Benedict and Meisner were close friends, to the point that the late Archbishop of Cologne, a little over a year into Benedict’s papacy, felt comfortable enough to try to persuade the pontiff to change his secretary of state, Cardinal Tarciso Bertone.

“He looked straight in my eyes,” Meisner recalled in a 2013 interview with Frankfurter Rundschau, “and told me: ‘Listen to me carefully. Bertone will remain! Enough, enough, enough.’ After this episode, I never touched on this issue again.”

Meisner was also quoted as saying: “This is typical of the Ratzingers: they are loyal people. It is a behavior which does not make their life easier.”

Benedict’s note for the funeral was made available by the diocese of Cologne in Germany, and translated by Bishop Michael Campbell, of Lancaster, in the United Kingdom.

The emeritus pope stayed away from controversies, instead insisting on Meisner’s happiness and serenity, which he wrote came from two things in “this final period”: Seeing young people, particularly young men, experiencing the “mercy of forgiveness” through the Sacrament of Penance, and “the perceptible increase in Eucharistic adoration.”

Recalling the last minutes of Meisner’s life, who was found in his room after he didn’t appear for morning Mass, Benedict noted that the breviary had slipped from his hands: “He died while praying, his face on the Lord, in conversation with the Lord. The art of dying, which was given to him, again demonstrated how he had lived: with his face towards the Lord and in conversation with him.”

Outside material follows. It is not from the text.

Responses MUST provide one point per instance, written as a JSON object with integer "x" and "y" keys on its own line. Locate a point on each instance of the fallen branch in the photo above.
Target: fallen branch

The requiem Mass took place in a crowded Cologne’s cathedral. The ceremony was led by his successor in the diocese, Cardinal Rainer Maria Woelki. The homily was given by Cardinal Péter Erdő, Archbishop of Esztergom-Budapest.

Pope Francis too sent a message to the funeral, which was read by the papal representative in Germany, Archbishop Nikola Eterovic. He praised Meisner for his “intrepid commitment” to the Church and the faith, and for his efforts in the reconciliation of Eastern and Western Europe.